Once again, a Video is worth a thousand words:
What is an ISP?
ISP stands for 'In System Programmer'. This is a device that lets you upload code into a Microcontroller without removing it from the circuit. There are several types of ISP's ranging from inexpensive home-built circuits to expensive stand alone field programmers that don't even need a computer.
What is the SPI?
SPI stands for 'Serial Peripheral Interface' Bus. This is a communication standard introduced by Motorolla as a way to transfer data between digital devices. We will use this to connect the Arduino board to our breadboard microcontroller.
You can read all the gory details about the SPI here, but this is the minimum you should know.

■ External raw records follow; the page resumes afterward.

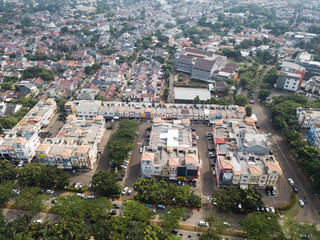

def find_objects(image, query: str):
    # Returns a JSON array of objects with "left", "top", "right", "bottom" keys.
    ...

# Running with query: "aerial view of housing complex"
[{"left": 0, "top": 0, "right": 320, "bottom": 239}]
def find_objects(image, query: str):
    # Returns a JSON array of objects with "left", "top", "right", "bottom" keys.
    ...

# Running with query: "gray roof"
[
  {"left": 174, "top": 87, "right": 211, "bottom": 101},
  {"left": 185, "top": 48, "right": 214, "bottom": 57},
  {"left": 194, "top": 58, "right": 215, "bottom": 71}
]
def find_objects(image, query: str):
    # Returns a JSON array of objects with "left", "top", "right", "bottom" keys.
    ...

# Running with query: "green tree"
[
  {"left": 91, "top": 170, "right": 123, "bottom": 197},
  {"left": 144, "top": 225, "right": 168, "bottom": 240},
  {"left": 160, "top": 207, "right": 186, "bottom": 232},
  {"left": 0, "top": 181, "right": 15, "bottom": 205},
  {"left": 0, "top": 159, "right": 17, "bottom": 183},
  {"left": 18, "top": 163, "right": 44, "bottom": 186},
  {"left": 235, "top": 95, "right": 249, "bottom": 106},
  {"left": 47, "top": 217, "right": 90, "bottom": 240},
  {"left": 193, "top": 95, "right": 200, "bottom": 104},
  {"left": 51, "top": 195, "right": 112, "bottom": 220},
  {"left": 92, "top": 217, "right": 129, "bottom": 240},
  {"left": 240, "top": 212, "right": 282, "bottom": 240},
  {"left": 245, "top": 106, "right": 252, "bottom": 117},
  {"left": 124, "top": 200, "right": 155, "bottom": 222},
  {"left": 5, "top": 213, "right": 33, "bottom": 238},
  {"left": 259, "top": 89, "right": 270, "bottom": 101},
  {"left": 14, "top": 187, "right": 49, "bottom": 214}
]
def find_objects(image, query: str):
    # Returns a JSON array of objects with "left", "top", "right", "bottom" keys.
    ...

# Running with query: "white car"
[
  {"left": 12, "top": 189, "right": 20, "bottom": 195},
  {"left": 33, "top": 219, "right": 43, "bottom": 223},
  {"left": 223, "top": 222, "right": 231, "bottom": 227},
  {"left": 288, "top": 178, "right": 294, "bottom": 186},
  {"left": 298, "top": 199, "right": 305, "bottom": 207},
  {"left": 76, "top": 193, "right": 84, "bottom": 199},
  {"left": 127, "top": 188, "right": 134, "bottom": 195},
  {"left": 139, "top": 147, "right": 143, "bottom": 153},
  {"left": 212, "top": 198, "right": 217, "bottom": 206},
  {"left": 17, "top": 160, "right": 24, "bottom": 167},
  {"left": 269, "top": 207, "right": 275, "bottom": 213},
  {"left": 198, "top": 220, "right": 209, "bottom": 227},
  {"left": 122, "top": 187, "right": 129, "bottom": 195}
]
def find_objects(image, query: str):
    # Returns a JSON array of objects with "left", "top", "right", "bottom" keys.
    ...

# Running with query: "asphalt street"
[{"left": 252, "top": 83, "right": 320, "bottom": 223}]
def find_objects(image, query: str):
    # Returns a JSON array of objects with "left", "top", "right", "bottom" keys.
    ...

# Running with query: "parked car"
[
  {"left": 260, "top": 207, "right": 265, "bottom": 212},
  {"left": 76, "top": 193, "right": 84, "bottom": 199},
  {"left": 157, "top": 204, "right": 165, "bottom": 210},
  {"left": 12, "top": 189, "right": 20, "bottom": 195},
  {"left": 51, "top": 199, "right": 57, "bottom": 204},
  {"left": 171, "top": 229, "right": 178, "bottom": 235},
  {"left": 288, "top": 178, "right": 294, "bottom": 186},
  {"left": 265, "top": 207, "right": 270, "bottom": 213},
  {"left": 270, "top": 207, "right": 275, "bottom": 213},
  {"left": 122, "top": 171, "right": 126, "bottom": 177},
  {"left": 198, "top": 221, "right": 209, "bottom": 227},
  {"left": 271, "top": 188, "right": 275, "bottom": 196},
  {"left": 109, "top": 210, "right": 117, "bottom": 215},
  {"left": 192, "top": 181, "right": 197, "bottom": 187},
  {"left": 113, "top": 204, "right": 120, "bottom": 209},
  {"left": 127, "top": 188, "right": 134, "bottom": 195},
  {"left": 33, "top": 219, "right": 43, "bottom": 223},
  {"left": 86, "top": 195, "right": 95, "bottom": 199},
  {"left": 71, "top": 183, "right": 76, "bottom": 188},
  {"left": 292, "top": 186, "right": 298, "bottom": 193},
  {"left": 266, "top": 188, "right": 271, "bottom": 196},
  {"left": 145, "top": 203, "right": 153, "bottom": 208},
  {"left": 121, "top": 187, "right": 129, "bottom": 195},
  {"left": 139, "top": 147, "right": 143, "bottom": 153},
  {"left": 208, "top": 147, "right": 215, "bottom": 151},
  {"left": 212, "top": 198, "right": 217, "bottom": 206},
  {"left": 17, "top": 160, "right": 24, "bottom": 167},
  {"left": 299, "top": 199, "right": 305, "bottom": 207},
  {"left": 250, "top": 100, "right": 255, "bottom": 104},
  {"left": 46, "top": 190, "right": 54, "bottom": 195},
  {"left": 223, "top": 222, "right": 231, "bottom": 227}
]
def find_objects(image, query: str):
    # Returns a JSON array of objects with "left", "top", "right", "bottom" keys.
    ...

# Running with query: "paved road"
[
  {"left": 124, "top": 121, "right": 152, "bottom": 187},
  {"left": 251, "top": 70, "right": 320, "bottom": 224},
  {"left": 1, "top": 208, "right": 61, "bottom": 223},
  {"left": 192, "top": 123, "right": 218, "bottom": 197},
  {"left": 118, "top": 53, "right": 139, "bottom": 101},
  {"left": 168, "top": 72, "right": 175, "bottom": 103}
]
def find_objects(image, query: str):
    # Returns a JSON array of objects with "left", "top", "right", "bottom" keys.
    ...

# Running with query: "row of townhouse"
[
  {"left": 65, "top": 100, "right": 246, "bottom": 122},
  {"left": 35, "top": 115, "right": 105, "bottom": 170},
  {"left": 0, "top": 99, "right": 57, "bottom": 161},
  {"left": 213, "top": 119, "right": 282, "bottom": 189},
  {"left": 141, "top": 121, "right": 199, "bottom": 180}
]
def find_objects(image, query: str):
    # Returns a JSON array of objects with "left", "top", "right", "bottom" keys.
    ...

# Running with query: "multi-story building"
[
  {"left": 305, "top": 76, "right": 320, "bottom": 95},
  {"left": 306, "top": 124, "right": 320, "bottom": 150},
  {"left": 174, "top": 48, "right": 227, "bottom": 82},
  {"left": 214, "top": 119, "right": 282, "bottom": 189},
  {"left": 141, "top": 120, "right": 199, "bottom": 180},
  {"left": 0, "top": 99, "right": 57, "bottom": 161},
  {"left": 275, "top": 61, "right": 306, "bottom": 92},
  {"left": 35, "top": 115, "right": 105, "bottom": 169},
  {"left": 296, "top": 107, "right": 320, "bottom": 128},
  {"left": 295, "top": 52, "right": 320, "bottom": 80},
  {"left": 65, "top": 100, "right": 246, "bottom": 122}
]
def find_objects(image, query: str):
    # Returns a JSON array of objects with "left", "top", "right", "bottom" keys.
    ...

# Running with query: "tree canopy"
[{"left": 90, "top": 170, "right": 123, "bottom": 197}]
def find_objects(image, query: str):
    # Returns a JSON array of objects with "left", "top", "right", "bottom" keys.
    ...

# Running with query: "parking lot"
[{"left": 192, "top": 123, "right": 217, "bottom": 197}]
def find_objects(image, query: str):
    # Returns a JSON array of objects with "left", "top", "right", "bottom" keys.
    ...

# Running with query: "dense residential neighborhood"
[{"left": 1, "top": 0, "right": 320, "bottom": 239}]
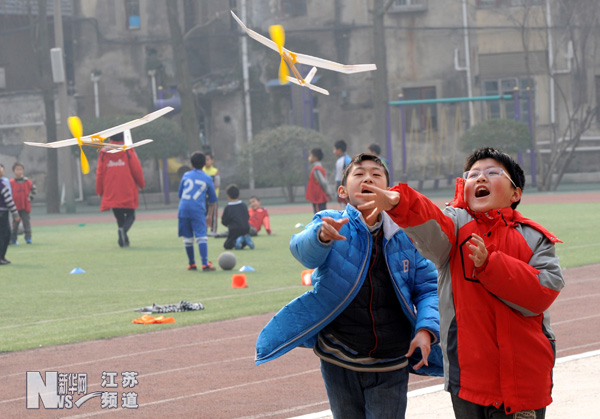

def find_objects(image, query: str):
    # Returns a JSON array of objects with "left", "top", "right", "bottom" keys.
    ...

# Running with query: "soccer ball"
[{"left": 218, "top": 252, "right": 237, "bottom": 271}]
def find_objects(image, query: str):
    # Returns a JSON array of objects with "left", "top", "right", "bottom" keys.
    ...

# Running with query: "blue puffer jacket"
[{"left": 255, "top": 205, "right": 443, "bottom": 377}]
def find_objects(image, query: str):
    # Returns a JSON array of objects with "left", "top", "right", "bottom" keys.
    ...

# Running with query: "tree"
[
  {"left": 507, "top": 0, "right": 600, "bottom": 190},
  {"left": 371, "top": 0, "right": 395, "bottom": 151},
  {"left": 539, "top": 0, "right": 600, "bottom": 190},
  {"left": 460, "top": 119, "right": 531, "bottom": 155},
  {"left": 30, "top": 0, "right": 60, "bottom": 213},
  {"left": 238, "top": 125, "right": 332, "bottom": 202},
  {"left": 166, "top": 1, "right": 200, "bottom": 152}
]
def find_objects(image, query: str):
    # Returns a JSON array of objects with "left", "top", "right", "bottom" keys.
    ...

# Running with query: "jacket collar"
[
  {"left": 345, "top": 204, "right": 401, "bottom": 241},
  {"left": 449, "top": 177, "right": 561, "bottom": 243}
]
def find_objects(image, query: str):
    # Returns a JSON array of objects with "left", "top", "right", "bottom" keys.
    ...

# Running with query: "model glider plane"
[
  {"left": 24, "top": 106, "right": 174, "bottom": 174},
  {"left": 231, "top": 11, "right": 376, "bottom": 96}
]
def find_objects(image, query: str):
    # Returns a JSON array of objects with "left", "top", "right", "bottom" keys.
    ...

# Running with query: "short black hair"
[
  {"left": 464, "top": 147, "right": 525, "bottom": 209},
  {"left": 12, "top": 162, "right": 24, "bottom": 171},
  {"left": 226, "top": 184, "right": 240, "bottom": 199},
  {"left": 341, "top": 153, "right": 389, "bottom": 187},
  {"left": 190, "top": 152, "right": 206, "bottom": 169},
  {"left": 310, "top": 148, "right": 324, "bottom": 161},
  {"left": 205, "top": 152, "right": 214, "bottom": 159},
  {"left": 368, "top": 143, "right": 381, "bottom": 155},
  {"left": 334, "top": 140, "right": 347, "bottom": 152},
  {"left": 110, "top": 132, "right": 124, "bottom": 143}
]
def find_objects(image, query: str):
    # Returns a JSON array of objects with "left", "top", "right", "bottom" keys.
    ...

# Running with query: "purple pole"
[
  {"left": 386, "top": 104, "right": 393, "bottom": 184},
  {"left": 526, "top": 88, "right": 537, "bottom": 186},
  {"left": 514, "top": 88, "right": 523, "bottom": 165}
]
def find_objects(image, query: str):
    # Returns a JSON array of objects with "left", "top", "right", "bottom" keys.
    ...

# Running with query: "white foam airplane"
[
  {"left": 24, "top": 106, "right": 174, "bottom": 174},
  {"left": 231, "top": 11, "right": 376, "bottom": 96}
]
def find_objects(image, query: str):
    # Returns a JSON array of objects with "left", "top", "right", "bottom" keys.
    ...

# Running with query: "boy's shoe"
[
  {"left": 244, "top": 234, "right": 255, "bottom": 250},
  {"left": 0, "top": 259, "right": 11, "bottom": 265},
  {"left": 234, "top": 236, "right": 244, "bottom": 250},
  {"left": 202, "top": 262, "right": 216, "bottom": 272},
  {"left": 9, "top": 240, "right": 17, "bottom": 245},
  {"left": 187, "top": 264, "right": 198, "bottom": 271},
  {"left": 26, "top": 238, "right": 32, "bottom": 244}
]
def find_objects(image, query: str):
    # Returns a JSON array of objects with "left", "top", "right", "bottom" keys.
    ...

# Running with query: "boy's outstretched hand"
[
  {"left": 405, "top": 329, "right": 432, "bottom": 370},
  {"left": 318, "top": 217, "right": 349, "bottom": 243},
  {"left": 354, "top": 184, "right": 400, "bottom": 225},
  {"left": 467, "top": 233, "right": 488, "bottom": 268}
]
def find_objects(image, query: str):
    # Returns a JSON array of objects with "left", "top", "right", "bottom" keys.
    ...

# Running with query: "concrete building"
[{"left": 1, "top": 0, "right": 598, "bottom": 202}]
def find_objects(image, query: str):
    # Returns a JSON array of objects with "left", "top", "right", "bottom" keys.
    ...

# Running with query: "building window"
[
  {"left": 476, "top": 0, "right": 543, "bottom": 8},
  {"left": 482, "top": 77, "right": 533, "bottom": 122},
  {"left": 402, "top": 87, "right": 437, "bottom": 132},
  {"left": 125, "top": 0, "right": 140, "bottom": 30},
  {"left": 282, "top": 0, "right": 307, "bottom": 17}
]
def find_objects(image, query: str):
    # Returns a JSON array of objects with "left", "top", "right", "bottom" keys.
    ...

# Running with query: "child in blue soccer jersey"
[{"left": 178, "top": 152, "right": 218, "bottom": 271}]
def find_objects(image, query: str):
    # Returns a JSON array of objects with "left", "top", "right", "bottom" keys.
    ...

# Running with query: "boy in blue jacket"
[{"left": 256, "top": 153, "right": 442, "bottom": 419}]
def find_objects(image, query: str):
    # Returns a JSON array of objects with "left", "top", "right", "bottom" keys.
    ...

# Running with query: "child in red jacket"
[
  {"left": 10, "top": 162, "right": 36, "bottom": 245},
  {"left": 356, "top": 147, "right": 564, "bottom": 418},
  {"left": 96, "top": 133, "right": 145, "bottom": 247}
]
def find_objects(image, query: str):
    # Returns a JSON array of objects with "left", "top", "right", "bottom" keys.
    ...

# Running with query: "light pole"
[
  {"left": 53, "top": 0, "right": 75, "bottom": 213},
  {"left": 90, "top": 70, "right": 101, "bottom": 118}
]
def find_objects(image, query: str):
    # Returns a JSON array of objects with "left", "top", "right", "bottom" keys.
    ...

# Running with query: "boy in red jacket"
[
  {"left": 96, "top": 133, "right": 145, "bottom": 247},
  {"left": 356, "top": 147, "right": 564, "bottom": 418},
  {"left": 305, "top": 148, "right": 330, "bottom": 214},
  {"left": 10, "top": 162, "right": 36, "bottom": 245}
]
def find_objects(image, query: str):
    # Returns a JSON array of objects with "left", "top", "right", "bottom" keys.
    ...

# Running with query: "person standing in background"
[{"left": 203, "top": 152, "right": 220, "bottom": 236}]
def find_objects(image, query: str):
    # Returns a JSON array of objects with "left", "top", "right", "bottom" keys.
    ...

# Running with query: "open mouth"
[
  {"left": 361, "top": 188, "right": 373, "bottom": 194},
  {"left": 475, "top": 186, "right": 490, "bottom": 198}
]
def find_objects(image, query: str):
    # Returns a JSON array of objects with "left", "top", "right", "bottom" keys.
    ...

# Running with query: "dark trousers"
[
  {"left": 320, "top": 360, "right": 409, "bottom": 419},
  {"left": 0, "top": 211, "right": 10, "bottom": 259},
  {"left": 11, "top": 209, "right": 31, "bottom": 241},
  {"left": 451, "top": 394, "right": 546, "bottom": 419},
  {"left": 312, "top": 202, "right": 327, "bottom": 214},
  {"left": 112, "top": 208, "right": 136, "bottom": 232}
]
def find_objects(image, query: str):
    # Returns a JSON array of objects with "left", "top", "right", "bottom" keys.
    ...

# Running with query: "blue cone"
[
  {"left": 70, "top": 268, "right": 86, "bottom": 274},
  {"left": 239, "top": 265, "right": 255, "bottom": 272}
]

SPI works by categorizing devices as Masters or Slaves. A Master device can be connected to multiple Slave devices. The master also decides which slave to talk to and is in charge of starting communication.
An SPI connection requires four wires:
SCLK - 'Serial Clock' - This is the clock signal that synchronizes the two devices.
MOSI - 'Master Output, Slave Input' - The data line from the Master
MISO - 'Master Input, Slave Output' - The return data line from the Slave to the Master
SS - 'Slave Select" - This line is used to determine which Slave device is listening
To Bootload or not to Bootload?
Whenever you upload a sketch to an Arduino, you are using the Bootloader. The Arduino Bootloader is a small program that permanently lives on the Arduinos' microcontroller. It allows the Arduino to communicate with your computer and download programs.
Since we are using the SPI interface to program the chip, we don't need the Bootloader. In fact, as soon as we upload our first program over the SPI, the Bootloader will be overwritten.
Even though we don't need the Bootloader anymore, It does have one useful trick. Each AVR microcontroller (inluding our ATMEGA328P) has a small chunk of permanent memory called 'Fuses' that control how the chip will behave. These Fuses need to be set in a specific configuration to make the chip Arduino compatible. When you buy a brand new ATMEGA chip from your favorite electronics store, they may not be set correctly.
When you 'Burn the Bootloader' to a chip, part of the process includes setting the Fuses. It is a dead simple way to configure a new chip. (See video for details)
You should now be comfortable using the ATMEGA328P chip in a stand alone circuit and can finally let your Arduino board move on to the next project.